At the heart, then, of the religious attitudes of what may be collectively called 'the Enlightenment' lay a scepticism about the value of the dogmatic systems of Roman Catholicism and Protestantism together with the world-views which these theologies supported, and the religious experience which they engendered. Nothing was more characteristic than Goethe's decision, when he arrived in Assisi in 1786, to go and look at the almost unaltered portico of the surviving Roman temple which was now a Catholic church, but to ignore the medieval Franciscan basilica and the myths which had created it. This, however, was the late sophistication of the self-assured intellectual: English Deists such as Collins, John Toland, Thomas Chubb, and Matthew Tindal, were less confident. Nevertheless, they already felt the same intolerance of what seemed to them, as to Goethe, a wilful theological obfuscation of the relations between God and humanity. Toland, for example, whose philosophical materialism was to appeal to Diderot, editor of the great Encyclopaedia, struck the common note when he published Christianity not Mysterious in 1696, and his Letters to Serena (1704) were an anticlerical attack on the Church for having brought mystery back. For the early Deists the Christian Churches seemed monstrous survivors from a wrongheaded past in which people had been misled into making insufficient use of their own reason: the weakness of early Deist writing was this impatience with the very existence of both Catholicism and Protestantism.
Another example of the changing mood was the ironic work of Shaftesbury, another of Locke's friends, whose 'Letter Concerning Enthusiasm' (1707) was an attempt to rescue the word 'enthusiasm' from its associations with the achievement of ecstatic states of the religious consciousness. He wrote, 'Inspiration is a real feeling of the Divine Presence, and enthusiasm a false one-but the passion they raise is much alike' (Shaftesbury, 1900:37). Shaftesbury and Locke were living at a time when Protestant and Catholic theologians had elaborated, on the basis of a close examination of individual Christian experience, whole vocabularies, often Augustinian in ethos, intended to describe intuitive, non-intellectual, but allegedly religious sensations in terms of 'taste' and 'relish', 'illumination' and 'heart', 'holy affections' and 'gracious dispositions'.
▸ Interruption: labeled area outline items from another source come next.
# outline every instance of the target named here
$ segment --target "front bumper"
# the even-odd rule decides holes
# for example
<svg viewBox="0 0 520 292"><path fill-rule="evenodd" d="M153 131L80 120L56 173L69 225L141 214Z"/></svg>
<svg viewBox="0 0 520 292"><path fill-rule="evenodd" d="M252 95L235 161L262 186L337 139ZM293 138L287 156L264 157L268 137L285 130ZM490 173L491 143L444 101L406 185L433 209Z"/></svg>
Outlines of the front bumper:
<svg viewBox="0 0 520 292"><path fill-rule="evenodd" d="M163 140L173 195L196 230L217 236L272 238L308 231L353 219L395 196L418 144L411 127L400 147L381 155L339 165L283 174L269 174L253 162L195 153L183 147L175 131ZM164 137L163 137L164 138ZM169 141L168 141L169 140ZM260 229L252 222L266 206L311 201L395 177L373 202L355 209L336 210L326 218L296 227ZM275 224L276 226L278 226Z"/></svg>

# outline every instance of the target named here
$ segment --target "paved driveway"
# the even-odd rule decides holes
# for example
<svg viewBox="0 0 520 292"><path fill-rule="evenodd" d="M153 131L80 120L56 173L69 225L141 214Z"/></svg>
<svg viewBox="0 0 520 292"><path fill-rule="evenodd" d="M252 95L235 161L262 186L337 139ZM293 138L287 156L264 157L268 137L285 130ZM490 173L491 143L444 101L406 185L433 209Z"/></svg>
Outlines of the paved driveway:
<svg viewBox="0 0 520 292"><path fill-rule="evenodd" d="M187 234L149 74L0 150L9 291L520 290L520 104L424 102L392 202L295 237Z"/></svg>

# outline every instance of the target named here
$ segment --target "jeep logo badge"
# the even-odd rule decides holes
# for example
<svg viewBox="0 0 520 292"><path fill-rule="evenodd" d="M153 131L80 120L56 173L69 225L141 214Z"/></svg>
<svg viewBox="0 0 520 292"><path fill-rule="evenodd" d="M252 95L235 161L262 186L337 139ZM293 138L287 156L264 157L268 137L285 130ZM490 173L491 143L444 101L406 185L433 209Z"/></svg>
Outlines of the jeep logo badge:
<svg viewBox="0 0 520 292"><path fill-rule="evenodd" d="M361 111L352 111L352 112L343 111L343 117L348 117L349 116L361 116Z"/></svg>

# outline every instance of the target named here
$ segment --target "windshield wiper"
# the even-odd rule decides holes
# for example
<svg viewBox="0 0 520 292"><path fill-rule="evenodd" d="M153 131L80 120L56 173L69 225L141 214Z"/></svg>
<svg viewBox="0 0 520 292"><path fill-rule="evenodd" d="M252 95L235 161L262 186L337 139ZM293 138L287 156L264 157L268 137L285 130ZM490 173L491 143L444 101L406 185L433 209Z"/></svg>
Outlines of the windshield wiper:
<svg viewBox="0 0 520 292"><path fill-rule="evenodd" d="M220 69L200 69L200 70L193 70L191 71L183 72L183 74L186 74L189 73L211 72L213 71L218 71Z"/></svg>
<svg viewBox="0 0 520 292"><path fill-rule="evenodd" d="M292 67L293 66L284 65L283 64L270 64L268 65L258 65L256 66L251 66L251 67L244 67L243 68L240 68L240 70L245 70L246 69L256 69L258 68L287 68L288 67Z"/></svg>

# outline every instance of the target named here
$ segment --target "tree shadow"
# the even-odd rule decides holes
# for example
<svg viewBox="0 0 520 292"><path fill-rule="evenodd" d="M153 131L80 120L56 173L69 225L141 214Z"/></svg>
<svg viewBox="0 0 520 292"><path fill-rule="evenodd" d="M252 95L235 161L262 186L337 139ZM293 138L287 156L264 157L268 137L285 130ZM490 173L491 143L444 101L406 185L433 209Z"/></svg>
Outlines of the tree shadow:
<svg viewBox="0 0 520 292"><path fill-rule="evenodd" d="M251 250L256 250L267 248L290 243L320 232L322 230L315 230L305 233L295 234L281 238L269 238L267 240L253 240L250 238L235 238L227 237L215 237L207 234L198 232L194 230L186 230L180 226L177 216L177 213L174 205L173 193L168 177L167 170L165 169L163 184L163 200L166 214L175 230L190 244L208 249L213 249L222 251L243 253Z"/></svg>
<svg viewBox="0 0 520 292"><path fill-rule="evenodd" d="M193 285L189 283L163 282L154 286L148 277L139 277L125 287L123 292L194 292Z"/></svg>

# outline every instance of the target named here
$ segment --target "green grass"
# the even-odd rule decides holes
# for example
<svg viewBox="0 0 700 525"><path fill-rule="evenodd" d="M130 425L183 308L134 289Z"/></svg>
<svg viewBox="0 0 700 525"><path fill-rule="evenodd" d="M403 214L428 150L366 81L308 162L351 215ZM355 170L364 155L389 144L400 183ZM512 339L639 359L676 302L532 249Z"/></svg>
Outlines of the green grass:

The conviction that one had been personally illuminated by the Holy Spirit had been reduced to farce for Shaftesbury by the refugee French Protestant 'prophets' whose ecstasies bewildered London in 1707 and whose tradition still affected John Wesley in the 1730s (Shaftesbury 1900:20-2). Locke's successors, including Hume, who in the chapter on miracles in An Enquiry Concerning Human Understanding used the 'miracles' worked at the tomb of a Jansenist Abbé in Paris in 1731 as a basis for his criticism, did not deny that people often honestly reported subjective experiences, but they did not accept such statements as self-authenticating 'encounters with God'.
What have we to oppose to such a cloud of witnesses, but the absolute impossibility or miraculous nature of the events, which they relate? And this surely, in the eyes of all reasonable people, will alone be regarded as a sufficient refutation.
This critical philosophical reaction against the claims to religious experience helps to explain why many people in England, including, significantly, Bishop Butler, dismissed as 'enthusiasm' John Wesley's assertion that some of his followers had received through 'faith' the gift of perfect holiness. Wesley claimed that they had as clear an inward witness that they were fully renewed as they had formerly had of their justification by faith. In the Dialogues Hume specifically said that even though superstition or enthusiasm should not put itself in direct opposition to morality, the very diverting of the attention, the raising up a new and frivolous species of merit, the preposterous distribution which it makes of praise and blame, must have the most pernicious consequences, and weaken extremely men's attachment to the natural motives of justice and humanity.
The struggle between the two attitudes went unresolved, and in the 1790s Kant, for example, wrote that 'whenever, over and above good life-conduct, man fancies that he can do to become well-pleasing to God is mere religious illusion and pseudo-service of God' (Kant 1934:158).